Те, кто падает, могут летать. Реж. Петер Бруннер, 2015

— Обе девочки живут с бабушкой. Они говорят с отцом по телефону, но о матери мы ничего не знаем. Я так понимаю, она умерла? И у Кати страх повторной потери.

— Я специально не проговариваю предысторию. И там действительно заложено ощущение, что Кати уже сталкивалась со смертью, возможно, это была смерть матери. И мы много обсуждали с Яной то, что обе девочки проводят много времени с бабушкой, потому что в их семье кто-то умер.

— И именно поэтому, смотря старое хоум-видео, она каждый раз прерывает запись, когда возникает маленький ребенок на руках ее молодой бабушки, то есть ее мать в младенчестве. Видео напоминает о ее отсутствии.

— Крутая интерпретация, все сходится. Но вообще это хоум-видео из моего детства, этот ребенок — это я. И то, что Кати все время останавливает видео на одном и том же моменте, имеет личные для меня причины, о которых я не хочу сейчас говорить. Но это можно перевести так, как ты почувствовала.
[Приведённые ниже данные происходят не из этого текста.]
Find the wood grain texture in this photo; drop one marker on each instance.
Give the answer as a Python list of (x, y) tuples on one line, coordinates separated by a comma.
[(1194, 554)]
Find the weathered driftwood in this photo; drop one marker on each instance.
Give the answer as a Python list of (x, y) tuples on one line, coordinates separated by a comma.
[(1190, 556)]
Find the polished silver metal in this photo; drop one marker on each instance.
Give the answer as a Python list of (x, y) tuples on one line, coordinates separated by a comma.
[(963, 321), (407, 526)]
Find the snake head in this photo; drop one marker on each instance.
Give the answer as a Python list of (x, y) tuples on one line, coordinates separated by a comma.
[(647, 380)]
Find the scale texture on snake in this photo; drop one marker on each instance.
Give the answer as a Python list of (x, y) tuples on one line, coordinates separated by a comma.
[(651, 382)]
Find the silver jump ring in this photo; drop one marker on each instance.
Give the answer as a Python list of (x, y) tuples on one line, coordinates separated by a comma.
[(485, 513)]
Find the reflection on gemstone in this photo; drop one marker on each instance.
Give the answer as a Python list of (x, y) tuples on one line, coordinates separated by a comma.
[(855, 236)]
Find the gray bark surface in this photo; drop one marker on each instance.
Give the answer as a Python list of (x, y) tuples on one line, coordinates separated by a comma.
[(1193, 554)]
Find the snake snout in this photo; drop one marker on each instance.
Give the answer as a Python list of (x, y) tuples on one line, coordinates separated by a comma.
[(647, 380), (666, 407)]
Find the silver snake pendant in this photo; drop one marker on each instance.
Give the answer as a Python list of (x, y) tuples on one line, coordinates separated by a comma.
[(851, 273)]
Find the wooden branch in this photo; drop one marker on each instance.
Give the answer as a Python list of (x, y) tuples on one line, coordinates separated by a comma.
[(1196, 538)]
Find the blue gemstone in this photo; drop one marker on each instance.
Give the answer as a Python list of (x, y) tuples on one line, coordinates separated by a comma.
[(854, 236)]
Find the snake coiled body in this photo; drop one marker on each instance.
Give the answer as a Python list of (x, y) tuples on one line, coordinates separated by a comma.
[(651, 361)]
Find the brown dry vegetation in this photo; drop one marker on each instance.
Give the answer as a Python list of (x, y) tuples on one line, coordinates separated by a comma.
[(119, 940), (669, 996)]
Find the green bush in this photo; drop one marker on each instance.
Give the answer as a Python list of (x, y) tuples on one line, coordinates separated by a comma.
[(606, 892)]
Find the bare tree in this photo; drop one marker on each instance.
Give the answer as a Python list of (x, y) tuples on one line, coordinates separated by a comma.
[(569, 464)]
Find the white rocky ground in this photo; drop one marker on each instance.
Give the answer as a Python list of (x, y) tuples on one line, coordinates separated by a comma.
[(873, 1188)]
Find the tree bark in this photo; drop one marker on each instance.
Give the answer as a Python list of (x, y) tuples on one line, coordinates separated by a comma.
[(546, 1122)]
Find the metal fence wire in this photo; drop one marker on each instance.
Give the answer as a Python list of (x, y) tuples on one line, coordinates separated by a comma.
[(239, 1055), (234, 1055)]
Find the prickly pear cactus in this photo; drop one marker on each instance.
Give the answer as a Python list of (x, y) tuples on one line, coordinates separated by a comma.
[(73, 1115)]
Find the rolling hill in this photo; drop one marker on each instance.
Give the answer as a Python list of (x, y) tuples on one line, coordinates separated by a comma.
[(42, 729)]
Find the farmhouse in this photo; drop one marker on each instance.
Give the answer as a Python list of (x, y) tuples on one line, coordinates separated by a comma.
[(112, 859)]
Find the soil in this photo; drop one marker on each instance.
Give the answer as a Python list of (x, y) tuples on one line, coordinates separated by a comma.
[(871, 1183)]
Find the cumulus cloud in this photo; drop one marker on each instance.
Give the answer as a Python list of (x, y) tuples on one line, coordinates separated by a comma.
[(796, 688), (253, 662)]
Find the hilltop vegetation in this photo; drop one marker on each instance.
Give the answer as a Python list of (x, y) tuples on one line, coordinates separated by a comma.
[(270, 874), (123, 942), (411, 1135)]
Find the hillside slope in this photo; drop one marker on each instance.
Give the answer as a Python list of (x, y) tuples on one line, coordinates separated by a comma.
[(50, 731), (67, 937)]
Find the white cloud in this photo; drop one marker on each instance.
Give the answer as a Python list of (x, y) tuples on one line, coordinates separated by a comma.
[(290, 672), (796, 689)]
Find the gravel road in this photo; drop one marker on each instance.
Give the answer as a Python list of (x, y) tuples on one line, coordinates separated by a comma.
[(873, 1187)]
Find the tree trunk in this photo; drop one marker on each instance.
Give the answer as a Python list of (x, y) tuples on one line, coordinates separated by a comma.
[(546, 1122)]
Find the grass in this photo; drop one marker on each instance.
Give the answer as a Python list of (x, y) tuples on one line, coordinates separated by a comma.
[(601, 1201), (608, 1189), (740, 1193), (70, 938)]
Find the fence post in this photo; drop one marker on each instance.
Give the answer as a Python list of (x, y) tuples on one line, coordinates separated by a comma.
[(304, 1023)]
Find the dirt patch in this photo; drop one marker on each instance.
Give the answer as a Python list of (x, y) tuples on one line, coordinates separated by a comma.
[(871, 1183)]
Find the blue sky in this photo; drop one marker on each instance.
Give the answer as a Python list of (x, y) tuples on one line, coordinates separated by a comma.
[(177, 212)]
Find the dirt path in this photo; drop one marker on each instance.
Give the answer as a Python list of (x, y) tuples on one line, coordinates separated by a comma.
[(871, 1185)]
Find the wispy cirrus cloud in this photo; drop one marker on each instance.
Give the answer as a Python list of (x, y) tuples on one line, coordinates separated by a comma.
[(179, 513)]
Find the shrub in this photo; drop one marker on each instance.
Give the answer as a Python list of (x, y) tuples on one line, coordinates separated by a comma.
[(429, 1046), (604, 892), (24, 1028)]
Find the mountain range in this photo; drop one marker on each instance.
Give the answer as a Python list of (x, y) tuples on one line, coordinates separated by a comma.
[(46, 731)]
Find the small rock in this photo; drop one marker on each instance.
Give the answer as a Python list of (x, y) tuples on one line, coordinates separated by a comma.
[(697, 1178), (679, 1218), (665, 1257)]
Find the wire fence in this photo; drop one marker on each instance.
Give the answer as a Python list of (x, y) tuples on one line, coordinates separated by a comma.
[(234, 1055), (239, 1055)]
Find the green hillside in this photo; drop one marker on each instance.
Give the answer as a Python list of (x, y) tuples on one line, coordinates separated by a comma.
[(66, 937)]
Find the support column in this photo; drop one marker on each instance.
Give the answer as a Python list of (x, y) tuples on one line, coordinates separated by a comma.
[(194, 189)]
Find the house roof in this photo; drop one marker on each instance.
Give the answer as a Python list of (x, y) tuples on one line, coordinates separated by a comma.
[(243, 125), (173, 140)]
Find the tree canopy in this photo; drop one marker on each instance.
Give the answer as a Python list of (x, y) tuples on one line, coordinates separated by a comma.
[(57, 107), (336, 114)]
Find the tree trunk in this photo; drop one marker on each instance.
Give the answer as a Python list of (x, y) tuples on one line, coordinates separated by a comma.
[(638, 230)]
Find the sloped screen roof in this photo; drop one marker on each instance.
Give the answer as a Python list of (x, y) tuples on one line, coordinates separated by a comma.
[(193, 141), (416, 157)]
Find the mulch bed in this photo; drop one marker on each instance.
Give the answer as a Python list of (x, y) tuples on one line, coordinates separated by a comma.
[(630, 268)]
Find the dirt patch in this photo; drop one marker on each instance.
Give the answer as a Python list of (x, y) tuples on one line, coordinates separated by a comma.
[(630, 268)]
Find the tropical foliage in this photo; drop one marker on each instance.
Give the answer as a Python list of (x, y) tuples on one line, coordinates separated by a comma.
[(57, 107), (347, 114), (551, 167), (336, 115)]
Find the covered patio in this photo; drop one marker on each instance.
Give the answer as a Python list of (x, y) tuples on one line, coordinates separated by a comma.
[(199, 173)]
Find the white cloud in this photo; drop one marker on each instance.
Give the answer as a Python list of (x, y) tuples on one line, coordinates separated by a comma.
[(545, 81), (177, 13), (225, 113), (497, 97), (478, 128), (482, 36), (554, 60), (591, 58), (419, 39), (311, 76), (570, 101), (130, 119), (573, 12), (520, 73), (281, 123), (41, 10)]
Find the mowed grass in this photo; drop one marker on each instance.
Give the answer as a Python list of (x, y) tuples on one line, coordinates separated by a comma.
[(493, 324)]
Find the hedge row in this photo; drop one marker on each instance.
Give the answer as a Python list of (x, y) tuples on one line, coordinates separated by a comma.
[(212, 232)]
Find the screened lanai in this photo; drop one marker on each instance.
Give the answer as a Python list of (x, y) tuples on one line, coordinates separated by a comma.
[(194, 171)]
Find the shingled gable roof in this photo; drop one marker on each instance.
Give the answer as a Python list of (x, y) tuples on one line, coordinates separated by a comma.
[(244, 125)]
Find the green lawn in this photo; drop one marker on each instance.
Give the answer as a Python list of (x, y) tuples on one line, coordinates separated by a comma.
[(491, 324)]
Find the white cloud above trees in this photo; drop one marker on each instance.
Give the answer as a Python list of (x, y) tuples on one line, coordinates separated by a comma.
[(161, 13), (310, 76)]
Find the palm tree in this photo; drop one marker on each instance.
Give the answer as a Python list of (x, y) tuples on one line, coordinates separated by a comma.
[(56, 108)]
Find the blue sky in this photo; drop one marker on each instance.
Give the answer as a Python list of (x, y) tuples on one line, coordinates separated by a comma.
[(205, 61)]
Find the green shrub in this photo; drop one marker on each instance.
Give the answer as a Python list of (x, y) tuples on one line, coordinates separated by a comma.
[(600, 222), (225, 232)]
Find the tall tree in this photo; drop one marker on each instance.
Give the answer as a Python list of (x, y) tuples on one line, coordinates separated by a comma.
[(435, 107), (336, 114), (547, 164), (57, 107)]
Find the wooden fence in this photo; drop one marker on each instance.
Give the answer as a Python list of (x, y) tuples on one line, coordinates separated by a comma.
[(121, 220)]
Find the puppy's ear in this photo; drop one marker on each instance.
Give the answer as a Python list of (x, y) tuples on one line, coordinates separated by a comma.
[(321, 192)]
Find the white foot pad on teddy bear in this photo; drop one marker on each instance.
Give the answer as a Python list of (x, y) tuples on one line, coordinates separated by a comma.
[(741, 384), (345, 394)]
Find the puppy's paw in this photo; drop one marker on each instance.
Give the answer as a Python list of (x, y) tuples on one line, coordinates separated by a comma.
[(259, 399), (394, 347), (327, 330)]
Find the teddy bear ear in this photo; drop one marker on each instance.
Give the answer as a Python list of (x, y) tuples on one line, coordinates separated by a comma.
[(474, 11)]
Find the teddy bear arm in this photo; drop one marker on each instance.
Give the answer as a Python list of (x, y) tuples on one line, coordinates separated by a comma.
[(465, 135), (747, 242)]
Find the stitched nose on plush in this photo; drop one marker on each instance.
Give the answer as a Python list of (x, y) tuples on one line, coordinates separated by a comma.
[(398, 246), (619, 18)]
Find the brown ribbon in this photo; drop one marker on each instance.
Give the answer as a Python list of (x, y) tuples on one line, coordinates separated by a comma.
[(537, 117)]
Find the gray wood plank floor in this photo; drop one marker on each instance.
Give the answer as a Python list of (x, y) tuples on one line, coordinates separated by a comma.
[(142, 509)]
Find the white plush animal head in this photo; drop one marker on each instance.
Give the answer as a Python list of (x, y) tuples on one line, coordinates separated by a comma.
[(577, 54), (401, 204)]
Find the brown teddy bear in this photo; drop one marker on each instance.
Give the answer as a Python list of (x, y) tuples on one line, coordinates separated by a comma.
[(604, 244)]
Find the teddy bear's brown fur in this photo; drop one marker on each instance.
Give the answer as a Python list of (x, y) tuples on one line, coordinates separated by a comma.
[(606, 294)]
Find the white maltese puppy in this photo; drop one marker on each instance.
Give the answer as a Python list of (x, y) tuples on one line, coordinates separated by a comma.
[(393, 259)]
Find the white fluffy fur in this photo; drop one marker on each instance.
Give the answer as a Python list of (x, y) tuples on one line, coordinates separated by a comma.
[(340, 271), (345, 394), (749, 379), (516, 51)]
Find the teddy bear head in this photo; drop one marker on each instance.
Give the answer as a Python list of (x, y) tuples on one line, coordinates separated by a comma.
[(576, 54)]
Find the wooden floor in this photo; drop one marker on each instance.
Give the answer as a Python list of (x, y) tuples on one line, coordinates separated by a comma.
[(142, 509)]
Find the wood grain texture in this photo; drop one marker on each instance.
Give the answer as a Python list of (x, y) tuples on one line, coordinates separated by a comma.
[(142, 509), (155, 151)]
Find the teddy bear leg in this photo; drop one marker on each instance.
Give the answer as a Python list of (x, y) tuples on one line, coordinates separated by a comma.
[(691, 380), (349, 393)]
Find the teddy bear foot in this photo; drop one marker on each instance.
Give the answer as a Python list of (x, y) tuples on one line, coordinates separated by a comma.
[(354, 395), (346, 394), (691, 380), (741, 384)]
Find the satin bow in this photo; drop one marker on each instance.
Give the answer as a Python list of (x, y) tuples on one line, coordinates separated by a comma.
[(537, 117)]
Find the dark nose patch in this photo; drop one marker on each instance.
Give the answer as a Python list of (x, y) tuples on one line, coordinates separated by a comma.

— Во время Q&A одна зрительница сказала, что видит в твоем фильме много общего с Ханеке, у которого ты учился. Мне кажется, это забавным, т.к. твой фильм — прямая противоположность тому, что делает Ханеке. Наверное, это участь любого молодого австрийского режиссера, в каком бы стиле он ни работал, неизбежно слушать о воображаемых параллелях с Ханеке?

— О, да. Разумеется, я безмерно благодарен Ханеке за то, чему он меня научил, за его радикальный подход к созданию фильмов. Но появилось так много людей, которые клепают фильмы по ханековским шаблонам, используя две оптики, отстраненный, холодный стиль. Они просто имитируют то, что присуще характеру самого Ханеке. Но это чужой характер, не их. Я делаю что-то совершенно противоположное. Единственное, что у нас общего, — это желание измерить глубину человеческой природы. Но мне важно делать это без отстранения, полностью погружая в ощущение моих героев.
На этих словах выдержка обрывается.